The couple discovered a charity called ‘Walking with the Giants’ who have a specialist genetic team that has diagnosed five other children with Violets condition in the UK.
There was a 50 per cent chance Violet would be a carrier like each of her parents and a 25 per cent chance to not have the condition.
Violet is still currently reaching all her milestones and despite her development being delayed, she did learn how to walk seven months ago.
Charlotte said: “I can’t help but feel like I wasted the first year of Violet’s life obsessing with what is wrong with her.
“I feel guilty, but I was desperate to get an answer which is when I came across the charity Facebook group.
“I can’t thank them enough for their support and it is nice to be able to speak to other parents who have children with a rare form of dwarfism.
“We don’t know what to expect for the future, but she is very lucky as other children with this condition are known to be severely disabled.
“Violet isn’t a typical child, but she is smart and funny – she is mentally three-years-old.
“Her speech is behind and can be hard for others to understand and she can only walk a short distance in places where she is familiar with.”

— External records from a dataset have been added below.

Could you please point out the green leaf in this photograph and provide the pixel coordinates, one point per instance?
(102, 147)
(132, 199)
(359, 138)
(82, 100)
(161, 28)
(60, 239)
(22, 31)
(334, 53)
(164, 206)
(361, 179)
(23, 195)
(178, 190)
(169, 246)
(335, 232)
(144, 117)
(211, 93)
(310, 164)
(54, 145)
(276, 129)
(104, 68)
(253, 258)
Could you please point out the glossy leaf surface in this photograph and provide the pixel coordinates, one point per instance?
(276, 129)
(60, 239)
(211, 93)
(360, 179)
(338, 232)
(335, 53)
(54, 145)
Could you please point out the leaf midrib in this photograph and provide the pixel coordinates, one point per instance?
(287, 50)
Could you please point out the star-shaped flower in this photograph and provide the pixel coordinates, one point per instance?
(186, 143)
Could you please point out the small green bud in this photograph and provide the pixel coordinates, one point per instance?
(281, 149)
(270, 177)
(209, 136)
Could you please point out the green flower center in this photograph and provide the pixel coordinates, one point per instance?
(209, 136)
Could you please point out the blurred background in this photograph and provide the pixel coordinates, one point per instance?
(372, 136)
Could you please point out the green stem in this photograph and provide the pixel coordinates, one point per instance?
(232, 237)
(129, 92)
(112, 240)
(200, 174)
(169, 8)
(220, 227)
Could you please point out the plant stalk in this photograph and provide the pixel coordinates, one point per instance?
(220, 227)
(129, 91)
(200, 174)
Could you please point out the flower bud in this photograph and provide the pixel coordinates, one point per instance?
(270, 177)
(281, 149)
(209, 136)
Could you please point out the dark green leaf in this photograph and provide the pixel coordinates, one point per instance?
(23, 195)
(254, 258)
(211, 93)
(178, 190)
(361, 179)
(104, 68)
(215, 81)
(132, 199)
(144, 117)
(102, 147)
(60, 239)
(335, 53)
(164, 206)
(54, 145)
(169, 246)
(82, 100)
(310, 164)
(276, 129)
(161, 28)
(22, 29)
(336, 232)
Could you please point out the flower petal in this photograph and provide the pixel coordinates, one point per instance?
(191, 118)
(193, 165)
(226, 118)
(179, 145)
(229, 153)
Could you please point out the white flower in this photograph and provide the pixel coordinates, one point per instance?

Charlotte feared her second daughter Ada, now four months, may have the same condition but a Chorionic villus sampling at 11 weeks confirmed she was born without.
She adds: “I was a nervous wreck waiting for the results with Ada, as we wouldn’t be able to cope with another disabled child.
“It was great when they said she was unaffected and already Ada is almost as big as Violet.
“But that doesn’t stop her from being the best big sister and she always bringing Ada her toys.”